どの作品も最後の1ページまでどうなるのか分からない、しかもゾッとするような後味の悪さ。(「十字架の道」はコメディタッチでこれには当てはまりません)
それでも怖がりながらもついつい魅入られたように読んでしまう面白さも・・。
中でも表題作の「いま見てはいけない」と「第六の力」はおすすめです。

以外、解説からの引用+αとなります。
ネタバレを含むのでご了承ください。


「いま見てはいけない」
舞台はヴェネチア。
幼い娘クリスティンを髄膜炎で亡くした傷を癒しにヴェネツィアを訪れたローラとジョンの夫婦はレストランでスコットランド人の奇妙な姉妹と会う。
姉の方は視力を失ってから霊的な力が宿るようになったという。彼女は夫婦の間に、亡くなった娘が幸せそうに座っている姿が見えたと言ってローラを喜ばせるが、ジョンはこの邂逅に何故か不吉なものを感じる。姉妹は、ヴェネチアにいるとジョンの命が危ういとクリスティンが伝えているというのだが……。  ヴェネチアの河の水面が、現在進行形で起きている連続殺人事件とジョンとローラの過去、そして未来をイマージュのように映し出す、ダークで幻想的な作品。


「第六の力」
発達障害の子どもニキを媒介に使い、白血病で死にゆく青年の生命エネルギーをコンピューターに取り込もうとする研究者グループの話。

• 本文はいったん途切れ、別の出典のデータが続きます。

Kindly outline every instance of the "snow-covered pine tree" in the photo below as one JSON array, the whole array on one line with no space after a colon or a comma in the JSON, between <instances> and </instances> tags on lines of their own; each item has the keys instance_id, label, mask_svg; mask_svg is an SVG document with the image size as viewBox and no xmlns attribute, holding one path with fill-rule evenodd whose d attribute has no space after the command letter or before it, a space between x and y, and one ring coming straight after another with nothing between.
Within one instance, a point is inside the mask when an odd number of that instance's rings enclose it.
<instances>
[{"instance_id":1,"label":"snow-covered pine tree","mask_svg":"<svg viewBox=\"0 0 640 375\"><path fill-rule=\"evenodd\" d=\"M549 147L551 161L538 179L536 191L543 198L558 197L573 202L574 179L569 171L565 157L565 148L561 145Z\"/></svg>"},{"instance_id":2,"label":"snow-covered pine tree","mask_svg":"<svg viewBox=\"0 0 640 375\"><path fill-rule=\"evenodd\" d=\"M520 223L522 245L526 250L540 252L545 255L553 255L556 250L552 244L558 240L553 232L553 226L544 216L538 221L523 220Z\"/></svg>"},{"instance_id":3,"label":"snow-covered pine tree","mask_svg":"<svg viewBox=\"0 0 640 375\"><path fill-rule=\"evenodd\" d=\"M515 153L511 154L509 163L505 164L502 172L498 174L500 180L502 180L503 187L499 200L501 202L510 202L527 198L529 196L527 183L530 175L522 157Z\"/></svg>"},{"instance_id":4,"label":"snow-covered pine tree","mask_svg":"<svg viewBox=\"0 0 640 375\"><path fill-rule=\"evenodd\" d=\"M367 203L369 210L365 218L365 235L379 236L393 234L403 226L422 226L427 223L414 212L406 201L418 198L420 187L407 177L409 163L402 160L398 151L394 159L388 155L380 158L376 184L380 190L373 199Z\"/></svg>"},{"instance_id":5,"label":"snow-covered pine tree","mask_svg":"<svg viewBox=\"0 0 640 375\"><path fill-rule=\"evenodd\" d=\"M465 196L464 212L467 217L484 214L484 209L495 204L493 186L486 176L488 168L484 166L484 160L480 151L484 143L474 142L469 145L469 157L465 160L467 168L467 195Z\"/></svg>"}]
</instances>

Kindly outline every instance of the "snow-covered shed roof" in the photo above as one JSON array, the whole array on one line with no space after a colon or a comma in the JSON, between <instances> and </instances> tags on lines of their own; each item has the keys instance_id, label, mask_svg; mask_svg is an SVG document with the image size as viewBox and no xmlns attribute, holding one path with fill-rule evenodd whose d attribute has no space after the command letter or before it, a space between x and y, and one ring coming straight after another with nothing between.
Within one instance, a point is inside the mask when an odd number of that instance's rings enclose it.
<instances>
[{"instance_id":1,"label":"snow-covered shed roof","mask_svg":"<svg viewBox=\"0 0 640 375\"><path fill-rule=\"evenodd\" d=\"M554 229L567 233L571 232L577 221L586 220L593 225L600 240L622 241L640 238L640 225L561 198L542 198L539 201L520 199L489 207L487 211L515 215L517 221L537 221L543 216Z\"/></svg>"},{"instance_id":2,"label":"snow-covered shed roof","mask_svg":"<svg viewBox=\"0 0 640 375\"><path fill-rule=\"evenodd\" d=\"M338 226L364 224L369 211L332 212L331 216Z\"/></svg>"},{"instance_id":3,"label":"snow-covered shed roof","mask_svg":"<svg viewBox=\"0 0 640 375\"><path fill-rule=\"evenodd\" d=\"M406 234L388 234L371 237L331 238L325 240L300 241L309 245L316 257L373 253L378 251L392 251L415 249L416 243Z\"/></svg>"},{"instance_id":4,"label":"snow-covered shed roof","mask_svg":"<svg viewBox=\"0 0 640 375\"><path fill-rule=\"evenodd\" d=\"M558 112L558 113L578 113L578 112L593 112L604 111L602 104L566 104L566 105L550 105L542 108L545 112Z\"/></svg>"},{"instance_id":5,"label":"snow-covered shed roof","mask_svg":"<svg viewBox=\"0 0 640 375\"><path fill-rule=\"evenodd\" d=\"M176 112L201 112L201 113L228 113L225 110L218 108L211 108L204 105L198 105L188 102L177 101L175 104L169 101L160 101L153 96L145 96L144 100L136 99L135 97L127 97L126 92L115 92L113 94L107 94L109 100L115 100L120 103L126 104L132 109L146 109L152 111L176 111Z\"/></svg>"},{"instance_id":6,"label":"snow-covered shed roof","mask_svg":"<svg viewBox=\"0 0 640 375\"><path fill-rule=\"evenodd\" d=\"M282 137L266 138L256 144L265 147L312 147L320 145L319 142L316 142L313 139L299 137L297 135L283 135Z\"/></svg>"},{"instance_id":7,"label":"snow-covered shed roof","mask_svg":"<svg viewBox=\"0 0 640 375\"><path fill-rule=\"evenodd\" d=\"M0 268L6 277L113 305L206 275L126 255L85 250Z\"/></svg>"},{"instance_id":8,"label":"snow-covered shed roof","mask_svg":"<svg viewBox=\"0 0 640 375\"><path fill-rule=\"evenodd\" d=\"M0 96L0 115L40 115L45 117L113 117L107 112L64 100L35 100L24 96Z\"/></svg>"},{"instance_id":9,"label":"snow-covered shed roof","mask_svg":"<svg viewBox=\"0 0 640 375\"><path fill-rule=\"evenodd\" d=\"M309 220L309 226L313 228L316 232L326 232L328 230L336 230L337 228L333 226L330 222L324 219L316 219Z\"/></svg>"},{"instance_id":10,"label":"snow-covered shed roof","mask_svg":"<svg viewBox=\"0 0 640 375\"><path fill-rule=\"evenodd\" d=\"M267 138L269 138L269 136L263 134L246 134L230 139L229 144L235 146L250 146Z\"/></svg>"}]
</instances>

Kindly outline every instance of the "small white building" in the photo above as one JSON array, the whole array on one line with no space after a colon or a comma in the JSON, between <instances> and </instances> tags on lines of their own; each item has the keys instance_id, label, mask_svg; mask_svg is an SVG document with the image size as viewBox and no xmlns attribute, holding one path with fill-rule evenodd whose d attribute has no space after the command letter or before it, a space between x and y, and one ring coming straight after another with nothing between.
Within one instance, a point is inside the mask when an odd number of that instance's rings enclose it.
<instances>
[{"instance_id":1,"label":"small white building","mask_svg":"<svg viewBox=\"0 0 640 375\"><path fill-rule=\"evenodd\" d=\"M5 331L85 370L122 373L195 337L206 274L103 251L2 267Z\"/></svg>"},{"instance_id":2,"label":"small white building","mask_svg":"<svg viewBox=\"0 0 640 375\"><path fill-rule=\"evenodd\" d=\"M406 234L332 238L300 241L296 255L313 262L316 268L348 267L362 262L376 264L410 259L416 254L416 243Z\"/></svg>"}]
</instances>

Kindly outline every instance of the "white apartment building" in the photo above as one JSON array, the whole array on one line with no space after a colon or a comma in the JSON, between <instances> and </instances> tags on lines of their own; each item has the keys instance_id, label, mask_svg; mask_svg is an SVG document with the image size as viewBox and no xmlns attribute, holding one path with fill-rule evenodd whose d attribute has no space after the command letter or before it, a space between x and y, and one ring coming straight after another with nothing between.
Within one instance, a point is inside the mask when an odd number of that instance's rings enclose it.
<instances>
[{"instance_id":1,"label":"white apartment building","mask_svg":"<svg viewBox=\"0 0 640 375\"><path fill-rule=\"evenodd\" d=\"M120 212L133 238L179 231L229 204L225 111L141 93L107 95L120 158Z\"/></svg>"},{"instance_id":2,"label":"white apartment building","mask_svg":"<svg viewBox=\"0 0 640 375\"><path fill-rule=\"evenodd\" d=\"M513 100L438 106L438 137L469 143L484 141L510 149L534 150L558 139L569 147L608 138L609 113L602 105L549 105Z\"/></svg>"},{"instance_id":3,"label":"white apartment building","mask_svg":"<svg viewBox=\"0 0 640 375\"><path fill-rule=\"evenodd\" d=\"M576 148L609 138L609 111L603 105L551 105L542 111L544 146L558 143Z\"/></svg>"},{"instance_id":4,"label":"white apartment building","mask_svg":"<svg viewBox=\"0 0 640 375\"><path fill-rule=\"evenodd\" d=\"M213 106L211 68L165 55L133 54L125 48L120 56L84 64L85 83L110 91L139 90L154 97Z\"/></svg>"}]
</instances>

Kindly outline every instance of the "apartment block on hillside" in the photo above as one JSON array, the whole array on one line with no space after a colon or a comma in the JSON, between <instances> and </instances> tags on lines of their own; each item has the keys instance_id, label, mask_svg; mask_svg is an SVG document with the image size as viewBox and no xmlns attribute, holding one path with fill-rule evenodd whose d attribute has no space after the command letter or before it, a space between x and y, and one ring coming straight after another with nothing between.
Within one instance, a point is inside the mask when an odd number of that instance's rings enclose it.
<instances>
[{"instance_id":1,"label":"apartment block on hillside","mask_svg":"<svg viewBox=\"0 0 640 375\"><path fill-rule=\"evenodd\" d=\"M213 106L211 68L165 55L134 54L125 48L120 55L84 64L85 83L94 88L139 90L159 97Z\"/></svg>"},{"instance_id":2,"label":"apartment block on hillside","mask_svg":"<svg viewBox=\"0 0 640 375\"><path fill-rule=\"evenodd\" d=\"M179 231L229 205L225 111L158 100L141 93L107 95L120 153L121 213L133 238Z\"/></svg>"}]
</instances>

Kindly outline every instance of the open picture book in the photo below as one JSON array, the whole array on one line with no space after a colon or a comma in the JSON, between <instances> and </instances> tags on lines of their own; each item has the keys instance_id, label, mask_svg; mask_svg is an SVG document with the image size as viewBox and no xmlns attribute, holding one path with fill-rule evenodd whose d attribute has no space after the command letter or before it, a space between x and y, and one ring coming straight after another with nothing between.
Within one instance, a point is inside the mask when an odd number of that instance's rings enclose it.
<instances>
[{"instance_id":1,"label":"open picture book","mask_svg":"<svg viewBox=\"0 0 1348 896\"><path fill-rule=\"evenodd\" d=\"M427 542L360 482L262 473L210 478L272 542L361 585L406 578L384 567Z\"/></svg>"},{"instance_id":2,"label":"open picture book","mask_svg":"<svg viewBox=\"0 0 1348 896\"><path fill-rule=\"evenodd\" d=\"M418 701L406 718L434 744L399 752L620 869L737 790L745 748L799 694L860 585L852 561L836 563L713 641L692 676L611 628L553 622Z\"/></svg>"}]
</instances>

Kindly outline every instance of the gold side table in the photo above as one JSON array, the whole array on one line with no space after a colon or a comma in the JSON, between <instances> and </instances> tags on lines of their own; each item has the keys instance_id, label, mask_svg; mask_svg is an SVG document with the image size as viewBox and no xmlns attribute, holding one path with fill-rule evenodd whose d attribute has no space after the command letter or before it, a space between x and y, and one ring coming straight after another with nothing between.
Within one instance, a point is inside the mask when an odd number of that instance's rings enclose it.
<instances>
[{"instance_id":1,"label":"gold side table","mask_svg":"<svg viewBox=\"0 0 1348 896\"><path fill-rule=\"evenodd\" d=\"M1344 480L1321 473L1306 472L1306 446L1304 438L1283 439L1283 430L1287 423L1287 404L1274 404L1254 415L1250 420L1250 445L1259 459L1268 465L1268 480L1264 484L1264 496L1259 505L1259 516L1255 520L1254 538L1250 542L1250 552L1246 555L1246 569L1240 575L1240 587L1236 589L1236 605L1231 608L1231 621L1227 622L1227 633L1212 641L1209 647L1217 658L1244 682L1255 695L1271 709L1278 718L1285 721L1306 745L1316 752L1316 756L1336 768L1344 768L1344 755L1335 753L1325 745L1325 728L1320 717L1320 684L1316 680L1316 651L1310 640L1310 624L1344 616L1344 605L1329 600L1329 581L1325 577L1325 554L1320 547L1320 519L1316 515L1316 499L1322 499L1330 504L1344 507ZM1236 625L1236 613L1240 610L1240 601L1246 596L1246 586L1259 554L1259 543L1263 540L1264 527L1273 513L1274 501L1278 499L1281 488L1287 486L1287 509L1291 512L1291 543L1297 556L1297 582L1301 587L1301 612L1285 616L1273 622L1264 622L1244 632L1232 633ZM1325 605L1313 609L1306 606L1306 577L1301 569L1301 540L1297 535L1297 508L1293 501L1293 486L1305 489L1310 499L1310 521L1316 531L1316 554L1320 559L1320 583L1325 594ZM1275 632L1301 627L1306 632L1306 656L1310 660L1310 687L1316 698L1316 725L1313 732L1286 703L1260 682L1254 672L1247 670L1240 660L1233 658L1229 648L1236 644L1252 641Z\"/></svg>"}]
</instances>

ラストの不可解な描写からは、研究者たちが手を出してはいけない領域に踏み込んでしまった事の恐ろしさが深深と伝わってきます。
肉体が亡くなったあと、コンピューターに閉じ込められたケンの知性は?
そして政府の役人から研究を隠すために、コンピューターから解放され自由になったその精神エネルギーは何処へ?
私的にはこの短編が一番面白かったです。